Sonho com o dia em um tipo destes dirá não e que escolha ficar connosco. É que, para mim, não há contas de mercearia que valham um jogador a quem os adeptos perdoaram e com o qual agora se identificam. Eu sei que as probabilidades disto acontecer são praticamente nulas, mas no dia em que deixar de acreditar nisto é porque já não sonho em fazer o que Enzo fez e em sair substituído com a Luz a fazer-me vénias.  Quando eu deixar de acreditar nisto, deixei de ser adepto e tornei-me não o cliente de uma mercearia, mas de um hipermercado qualquer. Enzo, por viver o meu sonho, foi a pessoa que eu mais quis ser na vida nos últimos tempos. E, por isso, e por muito que seja infantil (e é), espero e sonho que fique. Um dia terá a braçadeira e sorriso rasgado e, para sempre, todas as nossas vénias.


quarta-feira, 12 de fevereiro de 2014

La vie en rouge

Eu e a C. somos fãs da série How I Met Your Mother. Não, não é o Breaking Bad, nem é o Dexter, nem o Newsroom. Mas é uma série divertida, com várias referências à cultura-pop e com uma homenagem à interacção entre amigos: as piadas que nunca ninguém esquece, os hábitos, as pequenas histórias. É óbvio, mesmo para quem gosta da série, que houve ali várias temporadas a mais só para fazer render o produto. Mas, para dois namorados (sim, mesmo casados, nós namoramos), poucas séries podem ser tão boas de ver no sofá de manta. Especialmente para nós, que a vemos desde o princípio juntos. A série retrata as aventuras (e desventuras) de Ted Mosby e do seu grupo de amigos até conhecer a mãe dos seus filhos (a quem vai contando a história, daí o título da série). 
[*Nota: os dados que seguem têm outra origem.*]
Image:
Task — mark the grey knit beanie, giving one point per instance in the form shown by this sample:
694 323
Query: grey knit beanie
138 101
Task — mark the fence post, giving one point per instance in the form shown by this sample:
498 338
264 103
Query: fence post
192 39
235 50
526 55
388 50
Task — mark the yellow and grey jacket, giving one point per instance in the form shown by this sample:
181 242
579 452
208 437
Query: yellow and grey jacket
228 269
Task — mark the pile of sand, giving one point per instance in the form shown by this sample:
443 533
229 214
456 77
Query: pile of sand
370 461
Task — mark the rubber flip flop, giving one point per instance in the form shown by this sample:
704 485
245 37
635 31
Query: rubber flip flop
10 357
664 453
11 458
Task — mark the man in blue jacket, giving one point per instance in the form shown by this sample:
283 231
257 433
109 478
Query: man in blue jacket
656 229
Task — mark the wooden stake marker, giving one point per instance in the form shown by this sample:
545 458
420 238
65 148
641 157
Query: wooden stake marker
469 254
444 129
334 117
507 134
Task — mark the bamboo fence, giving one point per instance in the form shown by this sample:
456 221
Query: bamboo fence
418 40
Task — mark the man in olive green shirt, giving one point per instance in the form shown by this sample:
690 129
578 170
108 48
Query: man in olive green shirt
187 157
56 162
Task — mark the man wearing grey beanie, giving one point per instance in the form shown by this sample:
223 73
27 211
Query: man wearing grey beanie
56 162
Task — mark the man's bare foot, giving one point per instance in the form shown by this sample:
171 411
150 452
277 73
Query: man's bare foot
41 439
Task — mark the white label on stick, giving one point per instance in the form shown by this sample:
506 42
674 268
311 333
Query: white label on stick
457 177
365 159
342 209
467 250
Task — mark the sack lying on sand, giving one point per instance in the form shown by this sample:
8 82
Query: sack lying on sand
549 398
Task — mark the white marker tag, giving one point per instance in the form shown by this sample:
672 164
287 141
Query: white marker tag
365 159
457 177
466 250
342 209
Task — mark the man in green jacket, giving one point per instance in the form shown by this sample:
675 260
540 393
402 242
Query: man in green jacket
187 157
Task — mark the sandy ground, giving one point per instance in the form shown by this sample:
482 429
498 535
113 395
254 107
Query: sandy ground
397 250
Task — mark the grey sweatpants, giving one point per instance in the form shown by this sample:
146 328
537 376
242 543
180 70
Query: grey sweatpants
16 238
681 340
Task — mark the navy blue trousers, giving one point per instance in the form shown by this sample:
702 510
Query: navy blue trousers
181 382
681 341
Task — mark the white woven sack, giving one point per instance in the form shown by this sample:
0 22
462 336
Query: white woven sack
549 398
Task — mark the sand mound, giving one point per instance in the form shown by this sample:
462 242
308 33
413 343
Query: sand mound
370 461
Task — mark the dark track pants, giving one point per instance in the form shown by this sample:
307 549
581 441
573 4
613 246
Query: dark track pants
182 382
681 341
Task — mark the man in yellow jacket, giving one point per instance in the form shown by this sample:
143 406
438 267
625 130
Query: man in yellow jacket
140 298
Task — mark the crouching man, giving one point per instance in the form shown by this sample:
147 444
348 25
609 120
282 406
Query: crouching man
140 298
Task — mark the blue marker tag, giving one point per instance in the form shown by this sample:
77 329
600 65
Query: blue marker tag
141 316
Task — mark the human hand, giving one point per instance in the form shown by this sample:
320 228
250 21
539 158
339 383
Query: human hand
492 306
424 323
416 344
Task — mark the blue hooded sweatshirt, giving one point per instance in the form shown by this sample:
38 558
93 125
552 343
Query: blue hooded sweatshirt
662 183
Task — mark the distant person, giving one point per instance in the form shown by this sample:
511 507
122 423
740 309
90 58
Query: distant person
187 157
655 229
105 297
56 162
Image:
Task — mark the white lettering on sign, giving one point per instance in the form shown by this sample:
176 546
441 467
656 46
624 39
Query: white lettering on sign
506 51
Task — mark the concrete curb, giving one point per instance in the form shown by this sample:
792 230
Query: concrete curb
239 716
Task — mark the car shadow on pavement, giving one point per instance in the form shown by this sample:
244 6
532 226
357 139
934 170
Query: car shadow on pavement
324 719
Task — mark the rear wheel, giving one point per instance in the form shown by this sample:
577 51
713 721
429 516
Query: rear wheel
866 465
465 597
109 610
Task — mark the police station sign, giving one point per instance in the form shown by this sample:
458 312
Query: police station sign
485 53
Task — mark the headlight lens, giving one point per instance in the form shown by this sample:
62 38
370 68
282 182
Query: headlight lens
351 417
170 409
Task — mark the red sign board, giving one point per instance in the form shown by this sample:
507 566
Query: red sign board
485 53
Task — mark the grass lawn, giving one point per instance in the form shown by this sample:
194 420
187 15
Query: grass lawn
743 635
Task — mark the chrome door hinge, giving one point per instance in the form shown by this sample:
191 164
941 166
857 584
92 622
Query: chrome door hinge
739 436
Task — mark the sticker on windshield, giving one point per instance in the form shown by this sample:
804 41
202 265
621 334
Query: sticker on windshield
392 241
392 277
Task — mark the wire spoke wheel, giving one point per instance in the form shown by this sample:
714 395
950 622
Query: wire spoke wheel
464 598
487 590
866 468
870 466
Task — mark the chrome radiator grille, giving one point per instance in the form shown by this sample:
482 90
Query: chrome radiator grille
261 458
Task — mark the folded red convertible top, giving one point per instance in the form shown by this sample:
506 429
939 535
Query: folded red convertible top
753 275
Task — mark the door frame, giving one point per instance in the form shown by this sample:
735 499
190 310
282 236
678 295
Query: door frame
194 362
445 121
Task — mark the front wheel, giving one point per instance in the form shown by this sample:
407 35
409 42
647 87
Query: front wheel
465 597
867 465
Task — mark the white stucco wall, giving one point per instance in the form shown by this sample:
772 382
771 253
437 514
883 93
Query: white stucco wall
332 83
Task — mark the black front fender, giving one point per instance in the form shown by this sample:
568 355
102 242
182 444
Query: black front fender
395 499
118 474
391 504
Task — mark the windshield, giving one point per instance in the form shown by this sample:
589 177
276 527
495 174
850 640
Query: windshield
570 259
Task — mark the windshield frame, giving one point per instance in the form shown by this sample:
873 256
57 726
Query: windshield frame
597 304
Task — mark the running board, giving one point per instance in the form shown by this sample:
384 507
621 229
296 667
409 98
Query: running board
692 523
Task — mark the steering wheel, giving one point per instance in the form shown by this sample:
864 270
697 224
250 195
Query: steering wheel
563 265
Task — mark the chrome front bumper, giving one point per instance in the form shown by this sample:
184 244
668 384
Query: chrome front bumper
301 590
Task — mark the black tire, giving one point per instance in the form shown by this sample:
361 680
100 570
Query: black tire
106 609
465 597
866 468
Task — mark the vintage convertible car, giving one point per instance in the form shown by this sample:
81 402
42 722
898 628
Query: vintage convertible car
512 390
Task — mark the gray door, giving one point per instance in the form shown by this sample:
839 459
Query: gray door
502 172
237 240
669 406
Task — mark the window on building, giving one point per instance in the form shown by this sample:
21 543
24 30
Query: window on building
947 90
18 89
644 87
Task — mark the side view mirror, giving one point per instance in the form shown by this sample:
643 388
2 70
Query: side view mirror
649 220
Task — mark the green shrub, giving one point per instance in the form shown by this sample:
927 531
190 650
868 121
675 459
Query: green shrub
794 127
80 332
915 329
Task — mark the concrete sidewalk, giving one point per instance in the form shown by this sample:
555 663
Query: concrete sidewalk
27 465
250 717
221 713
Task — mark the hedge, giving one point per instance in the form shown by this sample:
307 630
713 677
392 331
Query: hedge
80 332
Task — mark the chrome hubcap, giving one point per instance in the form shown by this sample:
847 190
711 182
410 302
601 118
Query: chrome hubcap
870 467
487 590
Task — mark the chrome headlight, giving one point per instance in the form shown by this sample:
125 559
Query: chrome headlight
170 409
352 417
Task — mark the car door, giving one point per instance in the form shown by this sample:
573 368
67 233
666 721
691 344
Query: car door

A série, que acabou por explodir devido à fantástica interpretação de Neil Patrick Harris, actor gay cuja personagem Barney Stinson entrou para a história da televisão, faz-nos sempre torcer por Ted. Ted é o tipo porreiro, um bocado geek, a quem todos os desastres amorosos se vão sucedendo, mas por quem estamos sempre a torcer porque sabemos, lá no fim, que ele vai conhecer a mulher dos sonhos dele, ter dois filhos, continuar com os amigos e ser muito feliz. É tudo uma questão de tempo.
O Benfica é o meu Ted Mosby. É o clube por quem estou sempre a torcer e que sigo fielmente (se bem que, neste caso, sem a C. Aliás, muito longe da C.). Sigo o Benfica desde que me lembro e, com as mesmas probabilidades de o influenciar do que a uma personagem fictícia de uma série de televisão, vejo sempre o Benfica (não só nos jogos) com a ansiedade que todas as decisões sejam tomadas correctamente, em busca do bem maior: voltar a dominar o futebol português. É óbvio que a analogia tem um pequeno senão: eu posso rir-me ou ficar triste com as decisões de Ted Mosby na proporção directa da qualidade do episódio, diálogos, a atenção com que estou, etc. Infelizmente, os erros do Benfica têm sido mais marcantes para a minha pessoa e bem mais longos do que 9 temporadas (a última ainda não completa).
Mais ainda, o Benfica nunca me garantiu que ia, de facto, atingir o seu objectivo, encontrar o seu amor e ter dois filhos. Eu vejo o Benfica apaixonada e sofregamente sem sequer ter o colchão de segurança que, um dia, tudo vai acabar bem. 

No último episódio da série, há uma cena em que a mãe (a futura mulher de Ted Mosby), canta uma pequena versão do "La vie en rose" da Edith Piaf. Numa série que teve vários momentos altos, mas também muitos episódios para encher chouriços, a canção, soberbamente interpretada por Cristian Milioti, seguida de um mónologo terno de Ted, foi um ponto alto na série como há muito já não havia. 
Foi bom lembrar que, embora seja um grande cliché, a série é sobre a busca do amor. E isso não é necessariamente um cliché.


Ontem o Benfica ganhou ao Sporting. Foi muito melhor e, durante alguns períodos, tive a minha sensação preferida no derby: de que somos mais em campo, como se ocupássemos mais espaço, fossemos sempre mais fortes e mais rápidos. O que é facto é que, para mim, benfiquista doente, nada é mais lindo do que a camisola vermelha. Nada. E estranho sempre que uns de vós, pessoas que eu até aprecio (houve uma com quem me cheguei a casar), tenham escolhido clubes com riscas no equipamento, com umas cores pálidas, praticamente envergonhadas pela sua existência. A minha sensação preferida nestes jogos é quando sinto, cá dentro, que as camisolas vermelhas são de facto maiores. É um cliché, eu sei.
Ganhar um derby é bom, e eu adoro isso, mas isso não significa que vamos ficar com a mãe no fim. Li esta semana teorias de fãs que dizem que a mãe pode ter morrido e é por isso que Ted conta a história do seu amor aos filhos. Não é um drama tão grande como não ser campeão outra vez, mas também é triste. 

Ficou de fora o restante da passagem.